Breakout is an unexpected name for a motorcycle inspired, at least in part, by drag racing. In bracket or handicap racing, you “break out” when you post a quicker elapsed time than predicted. Unless your opponent does something stupid—red lights, crosses the centerline or fails tech—you lose.
That’s not what Harley-Davidson has in mind with the 2013 FXSB Breakout. After sending the floating-rear-fendered Rocker to Softail heaven two years ago, The Motor Company needed to fill the “premium long custom” gap in its lineup. Closest existing model was the FXDWG Dyna Wide Glide, but that’s, well, a Dyna, not a Softail, and base price is “only” $14,999.
Aimed directly at Harley’s core-enthusiast audience (Bar & Shield tattoo on any body part will suffice), the Breakout lists for $17,899 in Vivid Black and $18,299 for Big Blue Pearl or Ember Red Sunglo—premium, indeed. And with a wheelbase of 67.3 inches, only the aforementioned Wide Glide is longer.
“With Breakout, we got down to motorcycle essentials,” said H-D Styling Manager Kirk Rasmussen. “The black and chrome engine visually pops out of the center of the bike, and then, to maximize the impact of the tires, the fenders are chopped. We wanted a lot of rubber showing to give the Breakout a tough, muscular look.”
That air-cooled, rigid-mounted, counterbalanced 103B V-Twin displaces 1690cc and pumps out a claimed 95.5 foot-pounds of torque at 3000 rpm. It’s mated to a six-speed Cruise Drive transmission with Harley’s usual belt final drive. If you squint, the gloss-black muffler shields all but disappear, leaving only staggered chromed headers.

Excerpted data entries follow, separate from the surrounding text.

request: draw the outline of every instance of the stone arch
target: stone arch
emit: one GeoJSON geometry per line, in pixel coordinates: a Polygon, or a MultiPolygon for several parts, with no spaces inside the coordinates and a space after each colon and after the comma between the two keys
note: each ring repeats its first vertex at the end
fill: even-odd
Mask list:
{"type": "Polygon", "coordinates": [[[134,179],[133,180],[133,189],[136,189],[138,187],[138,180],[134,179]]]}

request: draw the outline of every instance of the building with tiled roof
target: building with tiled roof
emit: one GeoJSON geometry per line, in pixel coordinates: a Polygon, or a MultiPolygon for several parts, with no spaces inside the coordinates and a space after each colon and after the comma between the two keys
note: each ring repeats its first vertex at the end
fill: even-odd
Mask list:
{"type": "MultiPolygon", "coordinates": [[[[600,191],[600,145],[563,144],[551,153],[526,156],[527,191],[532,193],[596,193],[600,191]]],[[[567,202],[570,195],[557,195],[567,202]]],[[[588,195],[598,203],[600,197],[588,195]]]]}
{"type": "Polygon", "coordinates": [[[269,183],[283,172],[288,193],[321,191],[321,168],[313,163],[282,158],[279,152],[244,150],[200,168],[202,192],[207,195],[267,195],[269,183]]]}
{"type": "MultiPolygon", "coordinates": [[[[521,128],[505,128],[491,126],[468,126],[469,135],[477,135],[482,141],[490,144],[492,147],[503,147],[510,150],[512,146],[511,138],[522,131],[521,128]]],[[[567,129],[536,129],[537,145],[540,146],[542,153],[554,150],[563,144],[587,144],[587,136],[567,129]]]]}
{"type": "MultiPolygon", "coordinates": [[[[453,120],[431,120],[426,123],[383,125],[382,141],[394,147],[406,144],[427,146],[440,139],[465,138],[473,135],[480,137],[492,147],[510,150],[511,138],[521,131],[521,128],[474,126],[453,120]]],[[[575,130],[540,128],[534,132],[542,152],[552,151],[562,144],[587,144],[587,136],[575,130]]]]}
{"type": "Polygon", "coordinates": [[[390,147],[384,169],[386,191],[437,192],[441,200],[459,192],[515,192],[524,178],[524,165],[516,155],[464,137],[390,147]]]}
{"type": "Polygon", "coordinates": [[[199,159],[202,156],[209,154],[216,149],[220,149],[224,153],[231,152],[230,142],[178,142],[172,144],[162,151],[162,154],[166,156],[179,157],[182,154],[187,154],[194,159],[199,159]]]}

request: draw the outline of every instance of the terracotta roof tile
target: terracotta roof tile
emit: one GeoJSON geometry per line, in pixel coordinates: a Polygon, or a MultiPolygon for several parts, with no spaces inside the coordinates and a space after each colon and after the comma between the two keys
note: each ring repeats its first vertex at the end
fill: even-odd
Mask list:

According to Rasmussen, the 21 x 3.5-in. front and 18 x 8-in. rear Gasser wheels exclusive to the Breakout are “loosely inspired” by drag-racing wheels from the 1960s and ’70s. Each wheel has 10 half-circle spokes, with the gloss-black powdercoating machined from every other spoke (as well as the edges of the rims) to expose the aluminum. Dunlop supplies the blackwall tires, a bias-ply 130/60 front and a 240/40 radial rear. ABS is optional.
Keeping with the straight-line theme, a drag-bend handlebar mates to 49mm fork legs spread 1.75 inches wider than on previous FX models to allow the fatter front rubber. The bar, headlight bucket, fork lowers and brake-disc carriers are painted glossy black. Same goes for the single-rib, cast aluminum oil tank. Rear fender braces are forged aluminum and polished, eliminating cosmetic covers and approximately seven pounds. The passenger portion of the two-piece seat can be removed without tools. Claimed dry weight for the bike is 680 pounds.
Further lowering the bike’s profile—“laden” seat height is just 24.7 inches—the black-faced speedometer is mounted on the chromed handlebar riser, exposing more real estate on the gas tank. “We topped the tank with a black leather strip,” said Rasmussen, “that covers the seam and a chrome-plated pod that’s just high enough to conceal wiring and vent lines.” Glass-filled medallions are the crowning touch.
Dragstrip also-ran? Breakout of the pack is more like it.